Gin

Ich sitze an meinem Esstisch im Wohnzimmer und blogge. Meinen Arbeits-Laptop habe ich schon wieder weggeräumt, auch das Atomphysik-Lehrbuch, das mir als Laptopständer gedient hat. Ich war nur heute im Home Office, morgen geht es wieder ins Büro.

Frau N. ist mir per Videokonferenz zugeschaltet und sitzt im Arbeitszimmer in ihrer Wohnung. Sie schreibt heute nicht an ihrem neuen Chromebook, sondern am „Gamer-Laptop“, das höre ich sofort, weil die Tasten viel lauter klappern. Frau N. trinkt ein großes Hefeweizen, ich einen Gin Tonic, ausnahmsweise.

Frau N. hatte heute einen schwierigen Tag, und zwar nicht wegen Büro, sondern wegen den fundamentalen Themen: Gesundheit, Leben, Tod, und die Liebe, die wir für andere empfinden. Es scheint aber alles ein gutes Ende zu nehmen.

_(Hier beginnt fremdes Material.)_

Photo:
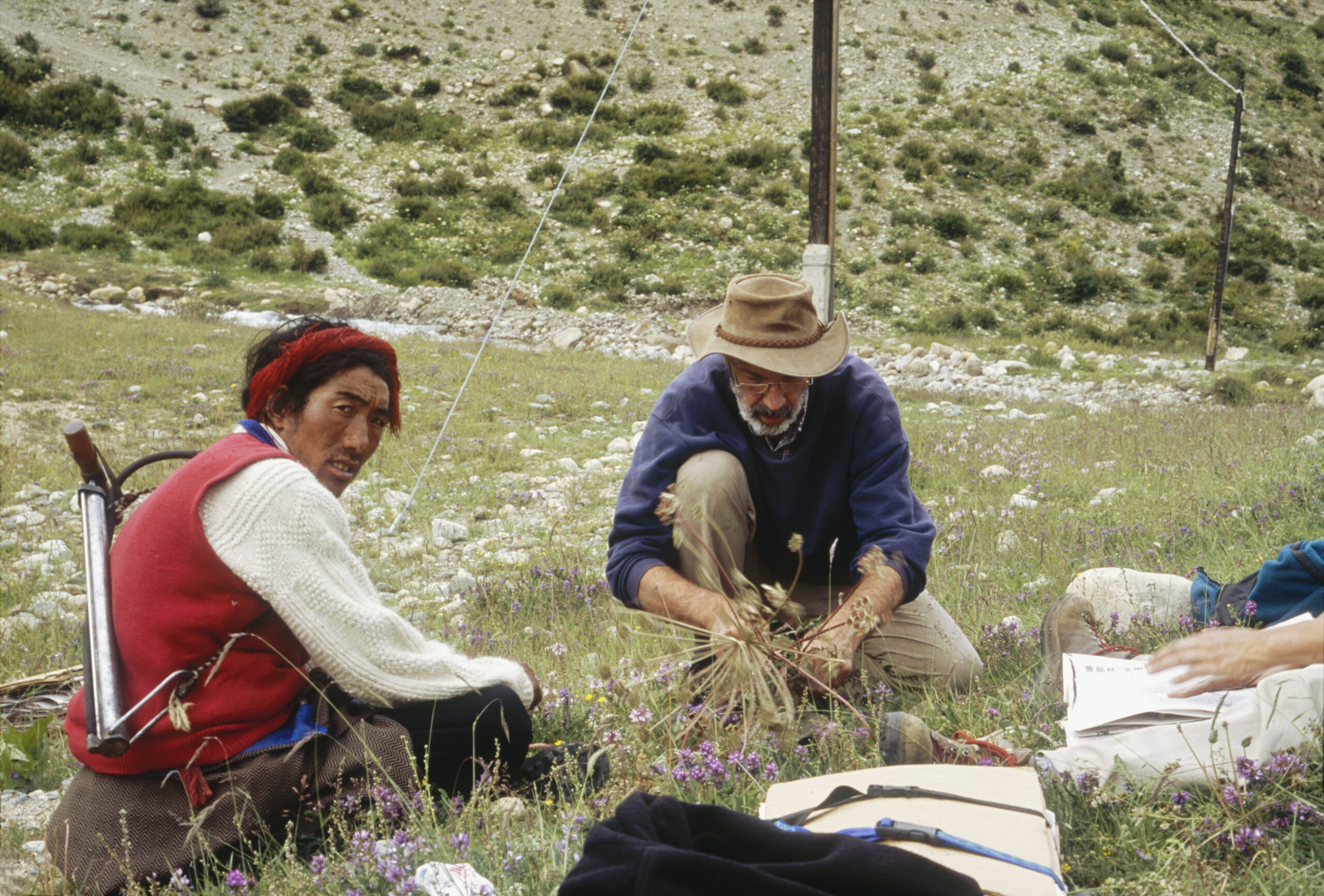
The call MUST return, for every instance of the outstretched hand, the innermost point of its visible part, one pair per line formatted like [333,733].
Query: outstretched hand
[1218,660]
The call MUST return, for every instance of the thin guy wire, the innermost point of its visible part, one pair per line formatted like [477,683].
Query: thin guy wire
[488,337]
[1190,51]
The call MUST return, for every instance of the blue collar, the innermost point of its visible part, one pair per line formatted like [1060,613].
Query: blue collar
[259,432]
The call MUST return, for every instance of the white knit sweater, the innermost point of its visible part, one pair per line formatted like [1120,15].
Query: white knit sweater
[288,538]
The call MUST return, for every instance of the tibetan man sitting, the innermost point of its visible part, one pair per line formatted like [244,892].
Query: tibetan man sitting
[302,689]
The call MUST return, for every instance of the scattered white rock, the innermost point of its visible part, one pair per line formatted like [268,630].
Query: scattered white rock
[448,530]
[567,338]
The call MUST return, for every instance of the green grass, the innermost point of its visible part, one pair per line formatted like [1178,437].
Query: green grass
[1190,499]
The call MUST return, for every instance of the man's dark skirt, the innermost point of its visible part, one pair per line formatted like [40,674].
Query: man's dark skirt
[110,829]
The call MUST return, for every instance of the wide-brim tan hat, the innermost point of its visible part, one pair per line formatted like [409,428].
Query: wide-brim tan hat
[770,321]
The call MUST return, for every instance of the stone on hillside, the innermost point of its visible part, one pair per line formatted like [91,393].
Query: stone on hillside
[449,530]
[108,294]
[567,338]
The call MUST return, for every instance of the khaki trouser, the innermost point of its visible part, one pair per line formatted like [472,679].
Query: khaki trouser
[922,645]
[1280,715]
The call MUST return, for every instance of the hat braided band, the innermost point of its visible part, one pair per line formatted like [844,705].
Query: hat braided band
[772,343]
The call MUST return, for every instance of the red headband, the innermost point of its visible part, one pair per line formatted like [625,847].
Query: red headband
[308,348]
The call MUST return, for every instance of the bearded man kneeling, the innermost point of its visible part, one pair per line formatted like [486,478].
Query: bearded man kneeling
[301,689]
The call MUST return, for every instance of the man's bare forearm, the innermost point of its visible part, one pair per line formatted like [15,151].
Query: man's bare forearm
[870,604]
[668,594]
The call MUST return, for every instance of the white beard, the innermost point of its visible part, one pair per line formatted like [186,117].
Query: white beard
[760,428]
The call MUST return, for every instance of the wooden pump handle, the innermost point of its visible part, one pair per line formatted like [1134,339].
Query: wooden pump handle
[85,454]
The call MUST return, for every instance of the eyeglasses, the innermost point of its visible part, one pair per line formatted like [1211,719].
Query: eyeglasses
[760,388]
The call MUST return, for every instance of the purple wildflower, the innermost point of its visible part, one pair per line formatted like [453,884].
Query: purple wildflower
[1246,840]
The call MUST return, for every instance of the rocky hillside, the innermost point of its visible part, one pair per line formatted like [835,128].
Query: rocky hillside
[1017,169]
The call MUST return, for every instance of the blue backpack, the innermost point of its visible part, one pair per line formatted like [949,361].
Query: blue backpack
[1286,587]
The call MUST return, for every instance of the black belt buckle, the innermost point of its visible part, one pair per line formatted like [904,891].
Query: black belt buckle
[894,830]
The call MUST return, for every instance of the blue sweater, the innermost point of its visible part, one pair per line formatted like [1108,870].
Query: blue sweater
[845,481]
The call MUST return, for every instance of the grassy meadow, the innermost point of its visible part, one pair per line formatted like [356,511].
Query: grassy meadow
[1223,489]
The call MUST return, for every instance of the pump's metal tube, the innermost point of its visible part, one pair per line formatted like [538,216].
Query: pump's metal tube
[105,695]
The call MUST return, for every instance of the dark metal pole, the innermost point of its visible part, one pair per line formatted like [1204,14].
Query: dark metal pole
[1216,311]
[823,148]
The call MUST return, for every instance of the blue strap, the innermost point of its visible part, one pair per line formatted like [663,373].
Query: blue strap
[894,830]
[259,432]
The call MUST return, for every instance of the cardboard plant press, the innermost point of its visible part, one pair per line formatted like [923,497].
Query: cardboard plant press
[1024,836]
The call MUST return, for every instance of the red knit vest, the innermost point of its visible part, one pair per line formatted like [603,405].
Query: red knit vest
[175,604]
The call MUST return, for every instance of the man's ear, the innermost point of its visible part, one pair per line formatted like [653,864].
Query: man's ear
[277,413]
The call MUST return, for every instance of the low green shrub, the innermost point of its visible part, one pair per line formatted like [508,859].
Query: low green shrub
[609,280]
[175,214]
[81,237]
[514,95]
[1115,52]
[654,118]
[289,161]
[1077,124]
[759,154]
[20,235]
[254,113]
[268,204]
[1232,391]
[686,171]
[951,224]
[726,92]
[298,95]
[558,296]
[502,198]
[310,136]
[333,211]
[549,135]
[579,93]
[640,79]
[209,8]
[358,88]
[445,272]
[15,155]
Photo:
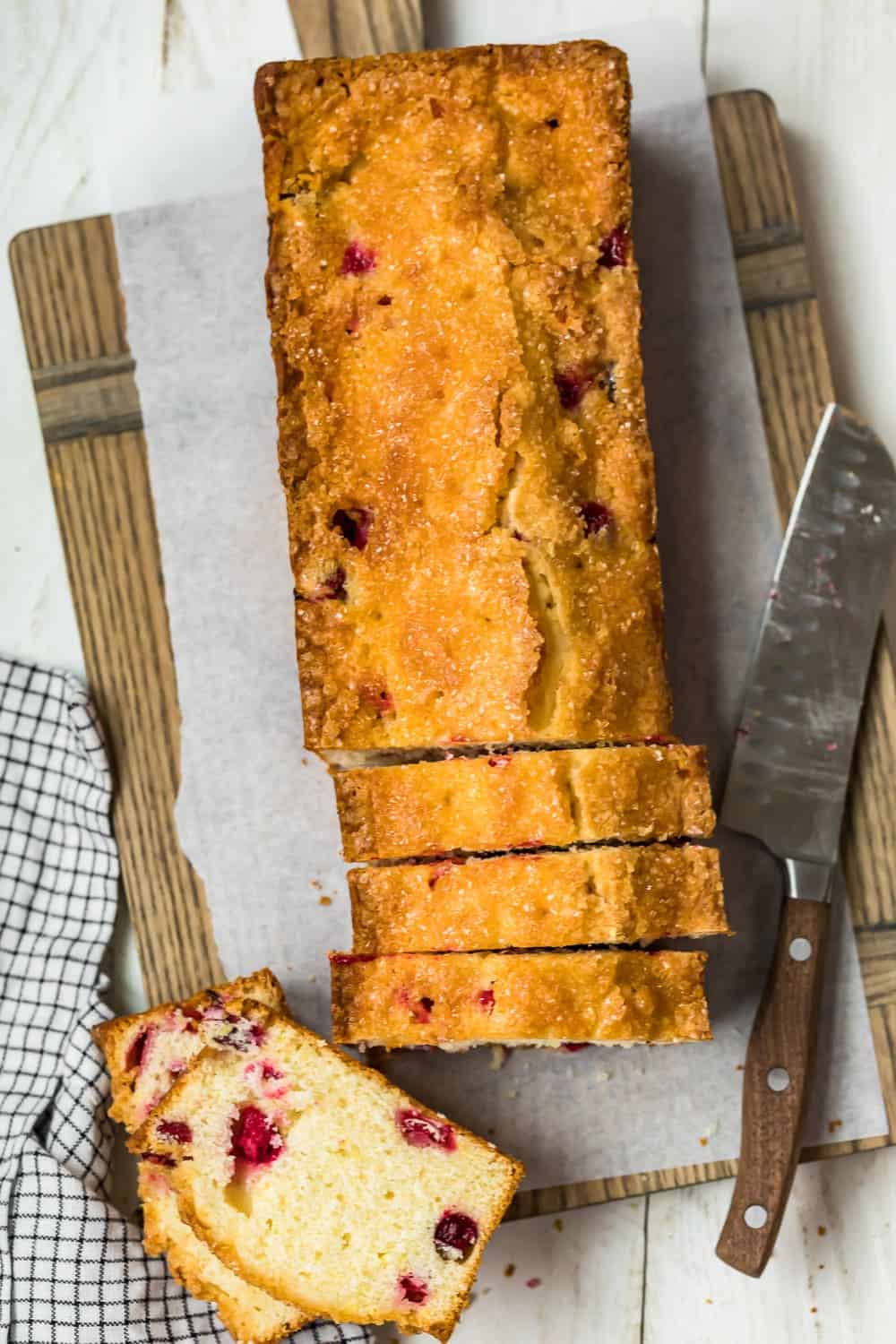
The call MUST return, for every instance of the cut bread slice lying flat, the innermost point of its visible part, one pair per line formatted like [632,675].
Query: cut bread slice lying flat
[524,800]
[320,1182]
[144,1054]
[148,1050]
[556,900]
[463,999]
[250,1314]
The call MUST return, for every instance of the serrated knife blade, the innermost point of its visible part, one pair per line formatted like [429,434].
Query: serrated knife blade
[788,787]
[790,768]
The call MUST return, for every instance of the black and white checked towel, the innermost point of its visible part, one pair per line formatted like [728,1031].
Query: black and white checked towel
[72,1269]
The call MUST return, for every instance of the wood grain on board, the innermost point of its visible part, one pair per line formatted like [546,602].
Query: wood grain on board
[74,325]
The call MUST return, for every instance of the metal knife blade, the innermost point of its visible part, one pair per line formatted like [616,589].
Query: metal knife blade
[788,787]
[790,766]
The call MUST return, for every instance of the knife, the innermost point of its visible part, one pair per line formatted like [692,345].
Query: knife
[788,787]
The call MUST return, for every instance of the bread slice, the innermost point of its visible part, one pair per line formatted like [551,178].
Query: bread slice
[524,800]
[148,1050]
[455,312]
[457,1000]
[555,900]
[144,1054]
[324,1185]
[250,1314]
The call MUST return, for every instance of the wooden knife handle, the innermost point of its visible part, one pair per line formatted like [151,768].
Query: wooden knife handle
[783,1038]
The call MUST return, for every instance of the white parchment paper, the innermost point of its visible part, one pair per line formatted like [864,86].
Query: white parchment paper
[257,814]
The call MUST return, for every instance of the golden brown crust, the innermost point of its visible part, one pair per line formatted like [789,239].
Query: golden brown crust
[524,800]
[605,895]
[250,1314]
[116,1037]
[476,997]
[182,1175]
[455,343]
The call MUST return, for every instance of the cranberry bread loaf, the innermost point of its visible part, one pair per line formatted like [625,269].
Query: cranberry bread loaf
[522,800]
[457,1000]
[611,894]
[324,1185]
[469,483]
[147,1051]
[250,1314]
[144,1054]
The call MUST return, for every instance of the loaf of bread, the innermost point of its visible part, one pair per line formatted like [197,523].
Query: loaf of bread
[145,1053]
[462,999]
[469,483]
[522,800]
[555,900]
[325,1185]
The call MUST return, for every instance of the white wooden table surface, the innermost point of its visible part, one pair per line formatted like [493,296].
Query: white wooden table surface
[109,104]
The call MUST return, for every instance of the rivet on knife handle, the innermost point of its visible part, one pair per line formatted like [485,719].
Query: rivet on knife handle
[777,1086]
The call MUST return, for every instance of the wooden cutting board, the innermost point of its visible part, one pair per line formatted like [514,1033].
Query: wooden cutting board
[74,327]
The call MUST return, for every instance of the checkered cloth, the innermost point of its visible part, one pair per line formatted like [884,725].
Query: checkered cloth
[73,1269]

Mir geht es schlecht, seit ein paar Tagen oder gar Wochen schon. Wenn ich mich abends ins Bett lege, tut mir alles weh, innen wie außen. Es geht ums Büro, aber im Büro versteckt, wie eine Matrushka, die großen Themen: Gesundheit, Leben, Tod, und die Liebe, die wir für andere empfinden. Die Endlichkeit, die Fragilität der Körper, der Rollen, und der Organisation.

Wie ich versuche, mich mit Macht dagegen zu stemmen. Das ist dumm, natürlich, jeder weiß das, auch ich. Aufhören ist keine Option. Zu hohes Risiko, und der Einsatz ist – alles.

Mein Denken läuft in diesen Tagen mit zweihundert Stundenkilometer, die Gedanken halten sich mit schwachen Ärmchen an der Stange des Karrussells fest.

Ich suche nach einem Ausweg. Ich nehme noch einen Schluck Gin Tonic. Er ist mittelmäßig, das Tonic nicht kalt genug, der Gin zu scharf, es fehlt Zitrone. Aber was ist schon perfekt.

Ich werde weiterhin das Risiko beobachten, werde es dokumentieren und mitigieren, soweit möglich. Ich werde mich besinnen auf das, was in meinem Verantwortungsbereich ist. Ich werde nur dafür die Verantwortung übernehmen, und für nichts darüber hinaus.

Und dann kommen mir doch kurz die Tränen, weil ich mich selbst sehe, wie ich mir so viel Mühe gebe, mich bis zur Erschöpfung anstrenge, und doch nicht erreiche, was mir wichtig ist. Selbst schuld, kann man jetzt denken, mich professoral belehren, mir aufzählen, was ich alles anders machen müsste. Aber ein bisschen tut sie mir schon leid, dieses andere ich, das sich da so reinhängt, und scheitert, an den Strukturen, an mangelnder Führung, an sich selbst. Ein Geschmack wie bittere Asche im Mund, und ich wische die Tränen weg.